Non molto lontano da lì, la più vecchia casa di Göttingen, detta “die Mütze”, un’osteria con la facciata a intelaiature. Se dal mercato si va a nord, si va lungo la Weender Straße, dove al pomeriggio ha luogo il passeggio. Sulla destra si erge il simbolo di Göttingen, il campanile della chiesa di San Giacomo (Jacobikirche), che insieme alle due torri della chiesa di San Giovanni (Johanhniskirche), definisce l’immagine della città anche quando si viene da lontano. Dalla parte opposta della strada rispetto alla chiesa di San Giacomo si trova la famosa pasticceria di Kron und Lanz, dove ci sono le migliori torte, e dove i professori e gli studenti prendono il caffé il pomeriggio e leggono il giornale. L’ultima casa prima della Porta di Weende è l’Auditorio, il fulcro della vita universitaria. È un edificio modesto, un po’ rientrato dalla strada. A Göttingen piove molto».

Confermo ogni parola, io Göttingen la conosco bene. Ed è tutto uguale oggi, compresa la pioggia, la pasticceria, l’università e la stazione, e che nessuno le tocchi.
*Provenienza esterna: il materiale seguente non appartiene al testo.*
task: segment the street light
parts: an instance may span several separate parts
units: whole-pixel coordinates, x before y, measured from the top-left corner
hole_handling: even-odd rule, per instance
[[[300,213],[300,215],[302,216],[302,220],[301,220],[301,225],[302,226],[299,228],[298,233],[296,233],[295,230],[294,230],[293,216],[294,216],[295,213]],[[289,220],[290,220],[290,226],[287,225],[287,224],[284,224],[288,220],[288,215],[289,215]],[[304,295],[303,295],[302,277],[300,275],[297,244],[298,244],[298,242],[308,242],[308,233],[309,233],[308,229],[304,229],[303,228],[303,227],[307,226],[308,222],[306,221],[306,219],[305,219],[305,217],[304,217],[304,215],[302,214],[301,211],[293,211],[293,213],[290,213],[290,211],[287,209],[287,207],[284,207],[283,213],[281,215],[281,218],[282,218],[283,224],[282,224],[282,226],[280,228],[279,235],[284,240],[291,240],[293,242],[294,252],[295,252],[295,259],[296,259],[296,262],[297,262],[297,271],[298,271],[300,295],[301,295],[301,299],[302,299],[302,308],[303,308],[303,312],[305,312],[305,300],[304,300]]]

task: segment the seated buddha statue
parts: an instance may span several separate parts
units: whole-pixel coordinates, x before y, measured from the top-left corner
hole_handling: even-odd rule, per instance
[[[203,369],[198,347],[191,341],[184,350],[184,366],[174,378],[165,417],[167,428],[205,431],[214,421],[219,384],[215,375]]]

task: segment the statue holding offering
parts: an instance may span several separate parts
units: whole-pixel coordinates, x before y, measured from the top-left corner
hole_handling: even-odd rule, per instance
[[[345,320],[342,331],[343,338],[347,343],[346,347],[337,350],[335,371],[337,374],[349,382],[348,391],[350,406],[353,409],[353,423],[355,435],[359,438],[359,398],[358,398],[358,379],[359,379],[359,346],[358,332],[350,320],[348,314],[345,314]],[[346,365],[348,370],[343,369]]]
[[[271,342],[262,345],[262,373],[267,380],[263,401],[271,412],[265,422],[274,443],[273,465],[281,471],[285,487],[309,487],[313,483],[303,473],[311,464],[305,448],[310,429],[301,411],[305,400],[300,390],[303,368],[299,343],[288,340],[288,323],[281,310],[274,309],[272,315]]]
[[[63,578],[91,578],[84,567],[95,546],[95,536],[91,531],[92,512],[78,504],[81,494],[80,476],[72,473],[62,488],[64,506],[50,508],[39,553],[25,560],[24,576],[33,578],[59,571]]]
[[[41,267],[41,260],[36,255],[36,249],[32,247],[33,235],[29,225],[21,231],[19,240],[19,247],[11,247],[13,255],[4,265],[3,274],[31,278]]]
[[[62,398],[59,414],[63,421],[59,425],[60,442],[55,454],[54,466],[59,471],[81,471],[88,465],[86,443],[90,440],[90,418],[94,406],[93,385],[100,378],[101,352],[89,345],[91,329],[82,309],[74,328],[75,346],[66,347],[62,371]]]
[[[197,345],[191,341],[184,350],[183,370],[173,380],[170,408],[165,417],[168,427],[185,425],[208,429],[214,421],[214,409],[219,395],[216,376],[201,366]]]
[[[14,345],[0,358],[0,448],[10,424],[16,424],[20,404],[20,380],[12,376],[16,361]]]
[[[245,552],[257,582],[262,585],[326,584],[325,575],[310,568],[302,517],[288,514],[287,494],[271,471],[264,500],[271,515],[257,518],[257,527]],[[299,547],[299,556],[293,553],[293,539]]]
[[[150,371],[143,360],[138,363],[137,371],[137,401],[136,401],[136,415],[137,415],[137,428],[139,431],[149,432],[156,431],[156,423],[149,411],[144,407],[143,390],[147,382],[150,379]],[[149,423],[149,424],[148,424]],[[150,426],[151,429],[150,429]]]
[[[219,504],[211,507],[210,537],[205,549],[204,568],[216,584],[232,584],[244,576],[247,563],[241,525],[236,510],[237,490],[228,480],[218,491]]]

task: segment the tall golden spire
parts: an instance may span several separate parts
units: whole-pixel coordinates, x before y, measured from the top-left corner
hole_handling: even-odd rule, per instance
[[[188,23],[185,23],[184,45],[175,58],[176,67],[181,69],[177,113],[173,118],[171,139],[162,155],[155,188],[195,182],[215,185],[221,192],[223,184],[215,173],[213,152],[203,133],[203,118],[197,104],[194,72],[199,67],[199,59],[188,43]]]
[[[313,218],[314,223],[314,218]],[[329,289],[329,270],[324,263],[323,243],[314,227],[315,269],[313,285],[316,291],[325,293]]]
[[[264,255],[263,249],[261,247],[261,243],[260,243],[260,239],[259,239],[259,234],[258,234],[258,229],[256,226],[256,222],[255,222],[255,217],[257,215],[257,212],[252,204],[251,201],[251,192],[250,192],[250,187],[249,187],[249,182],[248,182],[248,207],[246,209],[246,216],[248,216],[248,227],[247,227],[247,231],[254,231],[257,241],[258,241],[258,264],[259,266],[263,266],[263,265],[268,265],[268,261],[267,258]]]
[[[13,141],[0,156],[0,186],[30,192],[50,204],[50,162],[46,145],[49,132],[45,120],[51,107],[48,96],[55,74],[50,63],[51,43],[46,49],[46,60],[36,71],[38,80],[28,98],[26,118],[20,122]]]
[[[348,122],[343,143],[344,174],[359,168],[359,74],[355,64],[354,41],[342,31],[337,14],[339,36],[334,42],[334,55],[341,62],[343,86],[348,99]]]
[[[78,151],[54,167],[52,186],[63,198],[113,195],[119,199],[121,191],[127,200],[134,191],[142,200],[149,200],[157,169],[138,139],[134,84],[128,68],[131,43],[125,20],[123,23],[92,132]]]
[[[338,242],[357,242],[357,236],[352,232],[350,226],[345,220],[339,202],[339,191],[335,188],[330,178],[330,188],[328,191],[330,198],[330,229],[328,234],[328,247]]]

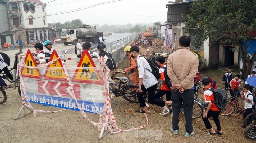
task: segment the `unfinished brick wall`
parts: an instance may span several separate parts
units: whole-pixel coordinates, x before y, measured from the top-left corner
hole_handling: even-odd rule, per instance
[[[218,67],[219,43],[214,43],[212,42],[209,42],[209,62],[208,66],[209,68]]]

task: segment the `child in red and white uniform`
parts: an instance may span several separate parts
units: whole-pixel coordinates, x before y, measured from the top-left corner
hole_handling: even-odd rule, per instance
[[[207,77],[204,78],[202,80],[202,82],[206,88],[205,91],[204,93],[204,100],[206,103],[208,103],[207,108],[202,117],[202,119],[204,123],[206,129],[210,129],[207,132],[208,134],[215,135],[217,134],[221,135],[223,134],[223,133],[221,131],[220,120],[219,120],[219,116],[221,110],[215,106],[214,104],[215,100],[214,99],[213,92],[211,91],[207,90],[207,89],[210,88],[213,88],[211,87],[211,79]],[[217,130],[216,131],[213,129],[208,120],[208,118],[212,116],[217,127]]]

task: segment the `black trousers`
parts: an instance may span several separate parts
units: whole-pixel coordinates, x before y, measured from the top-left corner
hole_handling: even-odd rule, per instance
[[[164,104],[165,103],[165,101],[154,98],[155,92],[156,92],[157,84],[156,84],[150,86],[146,89],[145,88],[145,87],[144,86],[144,85],[143,84],[141,85],[141,90],[143,92],[142,93],[140,93],[138,91],[137,92],[137,97],[138,97],[138,99],[139,102],[140,107],[146,106],[146,103],[145,103],[145,100],[143,98],[143,95],[146,94],[147,91],[148,92],[148,101],[149,103],[160,106],[162,106],[161,107],[164,106]]]
[[[179,130],[179,115],[183,102],[186,119],[186,132],[190,134],[193,131],[192,125],[192,113],[194,105],[194,89],[185,90],[183,93],[179,90],[172,90],[172,128],[174,131]]]
[[[1,69],[1,70],[0,70],[0,73],[2,73],[2,72],[3,70],[3,72],[5,73],[5,74],[6,75],[6,76],[10,78],[11,81],[13,80],[13,77],[12,76],[12,75],[11,75],[11,73],[9,72],[9,70],[8,69],[8,68],[7,66],[5,67],[4,68]]]
[[[220,127],[220,120],[219,120],[219,116],[220,115],[221,111],[214,111],[210,109],[208,112],[208,113],[207,114],[207,116],[206,116],[206,118],[204,118],[202,116],[202,118],[203,119],[203,122],[204,123],[206,129],[209,129],[212,128],[211,125],[211,123],[209,122],[209,120],[208,120],[208,118],[212,116],[212,118],[213,119],[214,122],[215,123],[215,125],[217,127],[217,130],[218,131],[221,130],[221,128]]]
[[[171,95],[172,94],[172,92],[171,92],[171,90],[166,91],[159,89],[155,95],[155,96],[154,96],[154,98],[157,100],[161,100],[161,98],[160,98],[163,96],[165,94],[166,94],[166,101],[171,101],[172,100],[172,99],[171,98]],[[164,104],[163,106],[160,106],[162,107],[164,106],[164,105],[165,105]]]
[[[244,113],[243,114],[243,119],[244,119],[248,115],[252,113],[252,110],[253,110],[252,108],[247,108],[245,109],[244,112]]]

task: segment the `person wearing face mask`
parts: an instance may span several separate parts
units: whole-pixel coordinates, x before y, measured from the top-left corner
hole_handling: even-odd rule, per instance
[[[130,49],[131,47],[128,46],[125,47],[124,51],[125,51],[126,56],[128,56],[128,58],[130,61],[130,67],[125,69],[125,71],[126,73],[128,73],[129,70],[130,70],[131,73],[132,74],[131,76],[132,83],[133,85],[139,85],[139,74],[137,70],[137,59],[136,58],[132,58],[131,54],[130,52]]]

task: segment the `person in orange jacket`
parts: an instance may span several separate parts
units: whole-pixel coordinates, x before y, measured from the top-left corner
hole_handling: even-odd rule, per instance
[[[131,81],[132,84],[134,85],[139,85],[139,74],[137,70],[137,59],[131,58],[131,53],[130,53],[130,49],[131,47],[128,46],[125,47],[125,51],[126,52],[126,55],[129,56],[129,61],[130,61],[130,67],[125,69],[126,73],[128,73],[130,70],[131,73],[132,74]]]

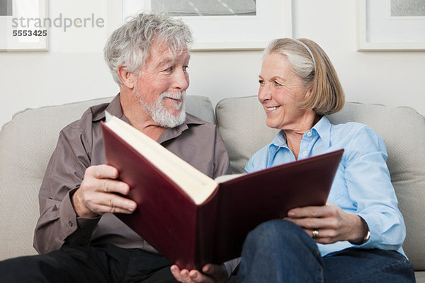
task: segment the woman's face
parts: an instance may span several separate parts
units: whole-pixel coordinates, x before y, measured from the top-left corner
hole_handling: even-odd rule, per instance
[[[286,57],[278,53],[266,55],[259,76],[259,100],[267,115],[267,126],[288,130],[312,127],[313,110],[298,106],[310,90],[302,86]]]

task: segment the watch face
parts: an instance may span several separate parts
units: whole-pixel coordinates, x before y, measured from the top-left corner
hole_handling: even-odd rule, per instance
[[[365,238],[363,238],[363,243],[367,242],[368,241],[369,241],[370,238],[370,231],[369,230],[368,230],[368,233],[366,233],[366,236],[365,236]]]

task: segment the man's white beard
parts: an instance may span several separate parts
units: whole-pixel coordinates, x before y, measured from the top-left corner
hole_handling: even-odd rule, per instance
[[[161,127],[165,128],[174,128],[186,121],[186,104],[185,104],[186,91],[183,91],[178,93],[162,93],[158,98],[158,100],[152,104],[149,105],[140,98],[139,90],[136,88],[136,98],[146,109],[147,113],[151,116],[152,120],[159,124]],[[176,115],[170,113],[164,107],[164,100],[165,98],[171,98],[174,99],[180,99],[180,101],[174,101],[173,107],[176,110],[180,110],[180,112]]]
Edith Stein era nata a Breslau il 12 ottobre del 1891. Figlia di una famiglia ebrea praticante, iniziò una carriera scientifica nella scuola della fenomenologia di Max Scheler e Edmund Husserl. Dopo essersi convertita nel 1922 alla chiesa cattolica, entrò come suora di clausura nel Carmelo di Colonia nel 1934. Nel 1938, a causa delle persecuzioni contro gli ebrei, venne spostata in un convento in Olanda e da lì, nell’agosto del 1942, deportata ad Auschwitz, dove morì nelle camere a gas.

E Lella Costa, che è un’attrice – lei si definisce una soubrette – ma anche un’autrice, che cosa c’entra con Edith Stein? Le propongono di scriverne e Costa accetta la sfida, per poi venire completamente travolta dalla storia appassionante di questa straordinaria pensatrice. Nasce un libro (certe volte invece nascono bambini, è così): Lella Costa, Ciò che possiamo fare. La libertà di Edith Stein e lo spirito dell’Europa, Milano, Solferino, 2019, pp. 126.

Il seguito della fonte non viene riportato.